Last Updated: 9 Sep, 2021
Share The Story
Hard
Asked in company
When a person knows a story and meets someone, he immediately shares the story at that timeStamp. Initially, only person 1 knows the story. You are given a list of meetings between people in the array ‘arr’ where each meeting is in the form of (person1, person2, timeStamp) where ‘person1‘ will tell the story to ‘person2’ at time ‘timeStamp’. Your task is to construct the list of people in sorted order who will know the story at the end.
For example:
Consider ‘arr’ = [(1, 2, 100), (3, 4, 200), (1, 3, 300), (2, 5, 400)]
Person 1 will tell the story to person 2 at 100th timeStamp.
Person 1 will tell the story to person 3 at 300th timeStamp.
Person 2 will tell the story to person 5 at 400th timeStamp.
Person 4 will not be able to learn the story.
So the output will be [1, 2, 3, 5].
Input Format :
The first line contains a single integer ‘T’ denoting the number of test cases, then each test case follows.
The first line of each test case contains an integer ‘N’, denoting the number of meeting between people.
The next ‘N’ lines contain 3 space-separated integers denoting ‘person1’, ‘person2’, and ‘timeStamp’.
Output Format :
For each test case, print an array of integers in sorted order representing all persons who will know the story by the end.
The output for each test case will be printed in a separate line.
Note :
You are not required to print anything; it has already been taken care of. Just implement the function.
Constraints :
1 <= T <= 10
1 <= N <= 10^5
1 <= person1 <= person2 <= 10^6
1 <= timeStamp <= 10^9
Time limit: 1 sec
Approaches
In the approach, we will use a depth-first search to find all persons who will know the store by the end. We will maintain a visited HashMap to store the people who have been visited. We will maintain a HashMap graph to create a directed edge for the meeting between the people.
We will create a recursive function helper(graph, visited, index, time) where graph and visited is the HashMap, the index is the current person, and time is the current time.
Algorithm:
- helper(graph, visited, index, time)
- Maintain an array ans.
- Set visited[index] as true;
- Iterate i from 0 to size of graph[index]

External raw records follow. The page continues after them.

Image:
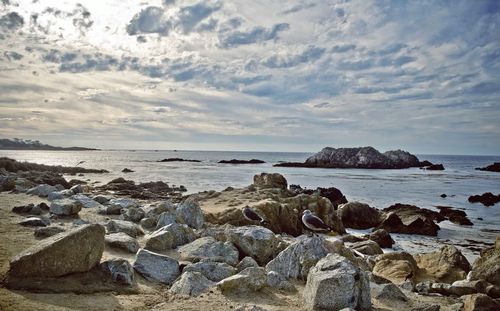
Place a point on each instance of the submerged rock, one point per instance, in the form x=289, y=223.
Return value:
x=335, y=283
x=78, y=250
x=156, y=267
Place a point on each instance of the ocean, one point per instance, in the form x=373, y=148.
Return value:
x=378, y=188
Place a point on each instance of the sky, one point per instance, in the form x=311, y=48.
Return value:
x=270, y=75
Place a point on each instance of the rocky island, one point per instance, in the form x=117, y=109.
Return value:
x=361, y=157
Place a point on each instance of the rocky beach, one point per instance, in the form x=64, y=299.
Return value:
x=125, y=245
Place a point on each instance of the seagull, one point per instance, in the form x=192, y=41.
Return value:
x=249, y=214
x=314, y=223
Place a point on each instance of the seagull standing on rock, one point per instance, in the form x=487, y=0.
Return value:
x=249, y=214
x=314, y=223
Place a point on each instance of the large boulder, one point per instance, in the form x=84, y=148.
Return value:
x=115, y=226
x=335, y=283
x=211, y=249
x=248, y=280
x=362, y=157
x=255, y=241
x=358, y=215
x=65, y=207
x=296, y=260
x=487, y=267
x=155, y=267
x=190, y=213
x=266, y=180
x=169, y=237
x=191, y=284
x=445, y=266
x=123, y=241
x=78, y=250
x=397, y=267
x=214, y=271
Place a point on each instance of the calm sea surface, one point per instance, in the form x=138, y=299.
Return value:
x=379, y=188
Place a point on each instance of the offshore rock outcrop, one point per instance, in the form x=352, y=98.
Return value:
x=361, y=157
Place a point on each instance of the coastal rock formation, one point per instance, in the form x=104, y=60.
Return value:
x=156, y=267
x=487, y=267
x=335, y=283
x=235, y=161
x=495, y=167
x=266, y=180
x=257, y=242
x=211, y=249
x=78, y=250
x=249, y=280
x=191, y=284
x=214, y=271
x=487, y=199
x=123, y=241
x=445, y=266
x=362, y=157
x=358, y=215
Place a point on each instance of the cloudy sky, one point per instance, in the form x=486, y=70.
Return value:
x=252, y=75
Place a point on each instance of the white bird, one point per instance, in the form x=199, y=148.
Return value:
x=313, y=222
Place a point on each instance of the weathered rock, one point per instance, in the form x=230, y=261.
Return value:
x=359, y=215
x=102, y=199
x=487, y=199
x=495, y=167
x=156, y=267
x=166, y=218
x=388, y=291
x=487, y=267
x=255, y=241
x=396, y=267
x=296, y=260
x=192, y=284
x=120, y=270
x=42, y=190
x=86, y=201
x=65, y=207
x=480, y=302
x=335, y=283
x=276, y=280
x=211, y=249
x=123, y=241
x=250, y=279
x=132, y=214
x=74, y=251
x=190, y=213
x=445, y=266
x=148, y=223
x=214, y=271
x=169, y=237
x=266, y=180
x=367, y=247
x=246, y=262
x=35, y=222
x=57, y=195
x=382, y=238
x=123, y=203
x=115, y=226
x=45, y=232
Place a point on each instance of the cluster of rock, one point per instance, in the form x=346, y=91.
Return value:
x=362, y=157
x=221, y=251
x=495, y=167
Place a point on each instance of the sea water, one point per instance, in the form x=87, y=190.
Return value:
x=378, y=188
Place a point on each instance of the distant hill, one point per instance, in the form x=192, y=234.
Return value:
x=28, y=144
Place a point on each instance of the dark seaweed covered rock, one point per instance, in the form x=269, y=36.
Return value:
x=495, y=167
x=361, y=157
x=487, y=199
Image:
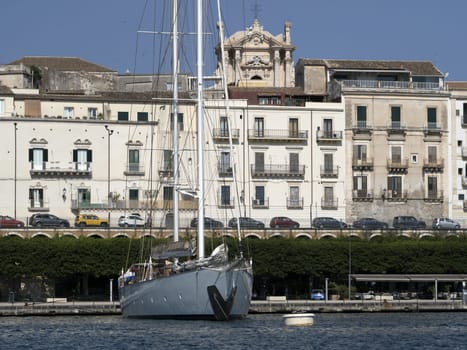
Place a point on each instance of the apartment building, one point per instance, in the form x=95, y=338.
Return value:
x=396, y=133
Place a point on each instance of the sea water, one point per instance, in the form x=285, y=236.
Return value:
x=330, y=331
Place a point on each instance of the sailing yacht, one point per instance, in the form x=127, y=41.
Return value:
x=177, y=280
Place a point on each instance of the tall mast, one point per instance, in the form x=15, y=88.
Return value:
x=199, y=55
x=175, y=116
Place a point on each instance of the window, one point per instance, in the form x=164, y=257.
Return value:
x=395, y=117
x=225, y=195
x=432, y=159
x=142, y=116
x=259, y=195
x=395, y=186
x=294, y=192
x=396, y=154
x=36, y=197
x=327, y=128
x=224, y=127
x=361, y=116
x=84, y=197
x=328, y=163
x=133, y=195
x=133, y=160
x=168, y=192
x=92, y=113
x=82, y=158
x=167, y=161
x=360, y=152
x=293, y=165
x=259, y=127
x=225, y=163
x=432, y=182
x=360, y=186
x=38, y=157
x=123, y=116
x=293, y=127
x=179, y=121
x=259, y=162
x=68, y=112
x=431, y=118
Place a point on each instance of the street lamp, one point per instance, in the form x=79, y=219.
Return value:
x=109, y=133
x=16, y=129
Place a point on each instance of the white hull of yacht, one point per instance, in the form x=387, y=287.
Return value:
x=220, y=293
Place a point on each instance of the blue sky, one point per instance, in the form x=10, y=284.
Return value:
x=105, y=31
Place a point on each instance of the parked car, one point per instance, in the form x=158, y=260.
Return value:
x=283, y=222
x=445, y=223
x=409, y=222
x=132, y=220
x=208, y=223
x=47, y=220
x=328, y=222
x=84, y=220
x=8, y=221
x=317, y=294
x=246, y=222
x=369, y=224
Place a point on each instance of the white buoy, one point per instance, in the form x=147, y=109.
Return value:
x=305, y=319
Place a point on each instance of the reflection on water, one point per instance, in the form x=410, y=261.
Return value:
x=330, y=331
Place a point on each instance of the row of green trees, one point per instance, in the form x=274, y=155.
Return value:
x=84, y=266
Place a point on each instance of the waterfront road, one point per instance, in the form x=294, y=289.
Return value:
x=257, y=306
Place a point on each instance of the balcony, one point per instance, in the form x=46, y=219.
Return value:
x=396, y=131
x=277, y=171
x=226, y=202
x=432, y=131
x=434, y=197
x=433, y=165
x=329, y=204
x=398, y=166
x=285, y=135
x=362, y=164
x=362, y=196
x=222, y=135
x=55, y=170
x=134, y=169
x=387, y=85
x=329, y=172
x=294, y=203
x=329, y=137
x=260, y=203
x=396, y=196
x=38, y=205
x=362, y=131
x=224, y=170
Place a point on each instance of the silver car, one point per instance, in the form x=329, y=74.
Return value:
x=445, y=223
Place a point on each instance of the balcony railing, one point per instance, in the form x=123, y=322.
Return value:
x=362, y=163
x=223, y=134
x=275, y=170
x=362, y=196
x=397, y=165
x=260, y=203
x=329, y=203
x=434, y=196
x=260, y=135
x=329, y=171
x=55, y=169
x=383, y=84
x=224, y=170
x=38, y=205
x=328, y=136
x=294, y=203
x=134, y=169
x=433, y=165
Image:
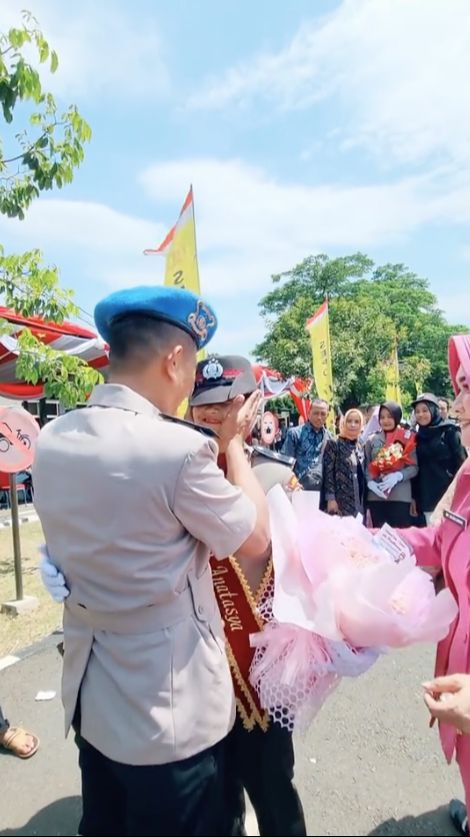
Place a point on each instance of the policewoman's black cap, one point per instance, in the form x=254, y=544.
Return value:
x=221, y=378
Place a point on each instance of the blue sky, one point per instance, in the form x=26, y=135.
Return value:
x=304, y=127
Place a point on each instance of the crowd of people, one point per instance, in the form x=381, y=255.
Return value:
x=160, y=602
x=379, y=465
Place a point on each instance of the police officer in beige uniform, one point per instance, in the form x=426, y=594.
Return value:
x=131, y=504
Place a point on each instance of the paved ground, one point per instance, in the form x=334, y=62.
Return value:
x=369, y=766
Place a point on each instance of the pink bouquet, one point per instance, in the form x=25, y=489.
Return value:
x=342, y=597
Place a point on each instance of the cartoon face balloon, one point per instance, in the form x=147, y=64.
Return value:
x=18, y=434
x=269, y=428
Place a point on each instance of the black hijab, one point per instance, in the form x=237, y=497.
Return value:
x=395, y=411
x=437, y=422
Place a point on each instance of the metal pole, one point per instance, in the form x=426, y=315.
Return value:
x=15, y=526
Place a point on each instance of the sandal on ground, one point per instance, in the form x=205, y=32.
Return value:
x=15, y=739
x=458, y=815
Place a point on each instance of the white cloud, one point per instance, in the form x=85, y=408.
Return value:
x=250, y=225
x=398, y=69
x=82, y=225
x=96, y=248
x=102, y=49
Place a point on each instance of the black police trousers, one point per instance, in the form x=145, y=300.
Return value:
x=181, y=798
x=262, y=763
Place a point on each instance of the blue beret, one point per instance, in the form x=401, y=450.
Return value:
x=177, y=306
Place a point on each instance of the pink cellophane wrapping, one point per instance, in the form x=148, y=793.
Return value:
x=340, y=601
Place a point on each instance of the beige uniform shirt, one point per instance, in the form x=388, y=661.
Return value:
x=131, y=505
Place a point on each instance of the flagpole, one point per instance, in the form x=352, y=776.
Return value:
x=195, y=237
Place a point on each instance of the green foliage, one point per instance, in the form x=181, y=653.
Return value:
x=43, y=155
x=67, y=378
x=370, y=308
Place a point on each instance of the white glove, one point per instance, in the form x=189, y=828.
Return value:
x=389, y=482
x=52, y=578
x=374, y=486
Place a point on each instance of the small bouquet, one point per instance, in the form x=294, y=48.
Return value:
x=394, y=456
x=342, y=597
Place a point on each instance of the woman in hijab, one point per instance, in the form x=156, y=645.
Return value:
x=440, y=454
x=343, y=460
x=391, y=464
x=446, y=548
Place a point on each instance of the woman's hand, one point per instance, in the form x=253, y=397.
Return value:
x=240, y=418
x=448, y=700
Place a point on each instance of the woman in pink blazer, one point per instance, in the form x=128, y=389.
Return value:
x=446, y=548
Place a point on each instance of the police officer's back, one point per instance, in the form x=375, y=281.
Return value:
x=131, y=503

- Set curr as graph[index][i]
- We will check if visited[curr[0]] is equal to true or curr[1] is less than the time
- We will move to the next iteration.
- Create a recursive call and set k as helper(graph, visited, curr[0], curr[1]).
- Insert all the elements in k into ans.
- Return the array ans.
- Maintain a HashMap graph
- Iterate i from 0 to N - 1.
- Insert [arr[i][1], arr[i][2]] in graph[arr[i][0]].
- Maintain a HashMap visited.
- Set ans as a helper(graph, visited, 1, 0)
- Sort the array ans
- Return the array ans.
We will maintain a queue of persons. Initially, only person 1 knows the story, so we will push it into our queue. Now we will add all those people who are reachable from person1 into the queue with their time. We have the complete information of when the person gets to know about the story. So if a person doesn’t know the story yet, they will not be able to share it with others. Hence we will check whether a person knows the story before meeting another person or not.
Algorithm:
- We will maintain a queue and push 1 into it, as only 1 knows the story initially.
- While the queue is NOT empty, we will do the following steps:
- First, we will see all the persons connected to 1. We will add them to the queue.
- We will add the front of the queue into our answer.
- Before adding, we will check for the condition: if the person who is in the front of the queue already knows the story.
- To check this condition, we will see:
- If the timestamp of the person being added to the queue is greater than the timestamp of the person in front of the queue, then add it to the queue.
- Else, don’t add it to the queue.
- Pop the front element of the queue.
- After that, we will sort our answer array and return it.